11/08/2026
A FEI vai levar ao Campeonato do Mundo de Aachen 2026 uma medida que merece destaque: a monitorização e proteção de atletas e oficiais contra o abuso online.
Depois de um projeto-piloto nas Finais da Taça do Mundo, em Fort Worth, a federação voltou a recorrer à tecnológica britânica Signify e ao seu sistema Threat Matrix, que combina inteligência artificial e análise humana para identificar, avaliar e investigar situações de assédio nas redes sociais, em tempo real.
Em Aachen, o trabalho será feito em articulação com a Federação Equestre Alemã e incluirá alertas imediatos, moderação de conteúdos e apoio às equipas de comunicação, segurança e salvaguarda.
Gostaria de salientar este reconhecimento importante, que o abuso digital deixou de ser tratado como “ruído” para passar a ser encarado como aquilo que é, um risco concreto para o bem-estar de quem compete e trabalha no desporto.
Comentários hostis prolongados, mensagens ameaçadoras e campanhas coordenadas têm um custo psicológico real, sobretudo em momentos de maior exposição, como grandes competições ou debates públicos sobre o bem-estar equino.
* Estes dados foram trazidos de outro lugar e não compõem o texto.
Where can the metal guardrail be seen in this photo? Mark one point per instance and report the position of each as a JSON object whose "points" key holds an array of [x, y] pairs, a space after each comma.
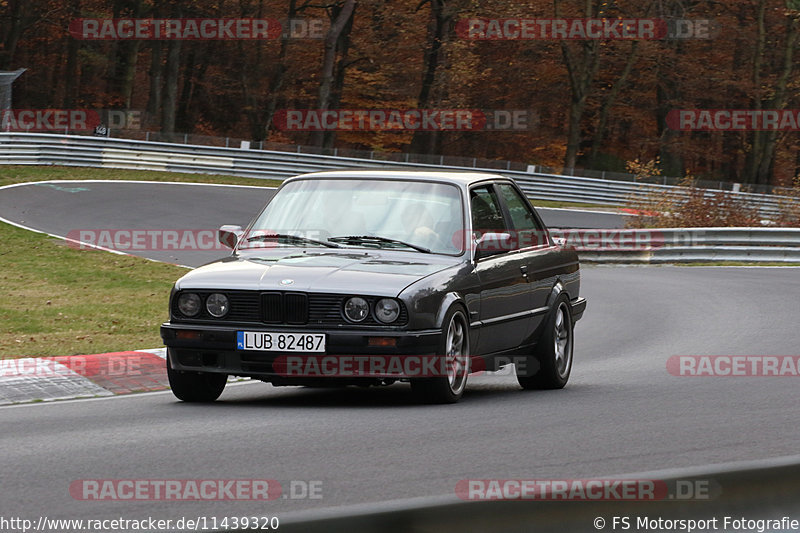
{"points": [[683, 245], [764, 490], [779, 245], [74, 150]]}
Há, porém, uma linha que importa preservar. Proteger pessoas do abuso não é o mesmo que silenciar a crítica. O escrutínio informado e o debate respeitoso, incluindo sobre o bem-estar do cavalo, são parte saudável do desporto e devem continuar a existir. A distinção entre criticar e agredir é subtil no discurso, mas decisiva na experiência subjectiva de quem a recebe.
Medidas como esta não resolvem tudo, mas assinalam uma mudança de cultura: cuidar de quem está sob os holofotes é também cuidar da integridade e continuidade do desporto equestre.